Once the table's in place, I can adjust the query to show open workflow steps to look like this:
SELECT a.task_id, a.workflow_key, a.transition_key, b.*, c.description, d.transition_name, acs_object__name(e.user_id) AS thename,
f.email
FROM wf_tasks a, wf_cases b, wf_workflows c, wf_transitions d, wf_user_tasks e, parties f
WHERE b.case_id = a.case_id
AND c.workflow_key = a.workflow_key
AND d.workflow_key = a.workflow_key
AND d.transition_key = a.transition_key
AND e.task_id = a.task_id
AND f.party_id = e.user_id
AND a.state = 'enabled'
AND a.task_id NOT IN (SELECT pns_task_id FROM pona_notifications_sent)
ORDER BY task_id DESC
The same query for closed items could look like this:
SELECT a.task_id, a.case_id, b.object_id, b.state, c.description, d.transition_name, f.email
FROM wf_tasks a, wf_cases b, wf_workflows c, wf_transitions d, im_tickets e, parties f
WHERE b.case_id = a.case_id
AND c.workflow_key = a.workflow_key
AND d.workflow_key = a.workflow_key
AND d.transition_key = a.transition_key
AND a.transition_key LIKE '%close%'
AND e.ticket_id = b.object_id
AND f.party_id = e.ticket_customer_contact_id
AND a.task_id NOT IN (SELECT pns_task_id FROM pona_notifications_sent)
ORDER BY task_id DESC
Now, I have four things to do:
- Create the table
- Create an index
- Populate the existing enabled items
- Populate the existing closed items
I created the table with this script:
CREATE TABLE pona_notifications_sent
(
pns_task_id INTEGER UNIQUE NOT NULL,
pns_when_sent DATE NOT NULL
);
It's a simple table to minimize the performance impact.

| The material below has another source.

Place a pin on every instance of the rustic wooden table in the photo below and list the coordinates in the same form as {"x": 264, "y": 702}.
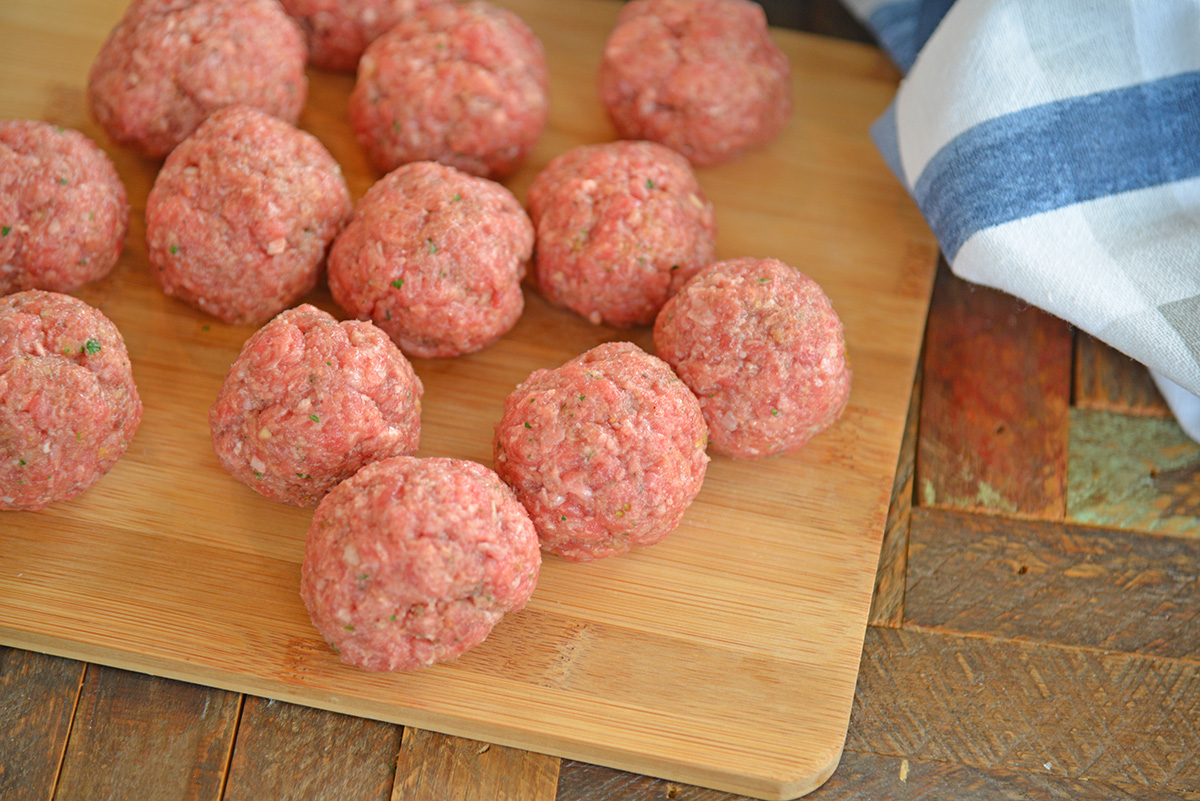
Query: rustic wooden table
{"x": 1033, "y": 632}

I needed at least a column to hold the task_id; I added a date/time column so I had a little diagnostic information if someone complained about missing e-mails.
This script created the index:
CREATE UNIQUE INDEX pona_notifications_sent_ndx01 ON pona_notifications_sent (pns_task_id);
If I didn't have this index, after the first couple hundred thousand e-mails, I'm pretty sure performance (at least for the e-mail application, and potentially for all of PostgreSQL -- table scans are evil!) would perform terribly.
I found out during my first round of Unit Integration Testing (UIT) that I have to first mark the existing workflow tasks and closed items as having been sent. Otherwise, I end up with several hundred e-mails in my test system! I used this query to populate the open workflow steps:
INSERT INTO pona_notifications_sent
SELECT a.task_id, NOW()
FROM wf_tasks a, wf_cases b
WHERE b.case_id = a.case_id
AND a.state = 'enabled';
Finally, I used this query to populate the closed workflow steps:
INSERT INTO pona_notifications_sent
SELECT a.task_id, NOW()
FROM wf_tasks a, wf_cases b
WHERE b.case_id = a.case_id
AND a.transition_key LIKE '%close%'
AND a.task_id NOT IN (SELECT pns_task_id FROM pona_notifications_sent);
I had to add the NOT IN clause because I found. much to my chagrin, that I didn't follow my own advice about better living through standards when I built my early workflows. Some of them had items with an "enabled" status AND a transition_key that contained the word "close". By fashioning the INSERT statement this way, I didn't try to insert a value that violated my unique key index.
At this point, I have all of the Data Manipulation Language (DML) to process e-mail notifications. In the next part of this series, I'll present the program that'll actually send the e-mails.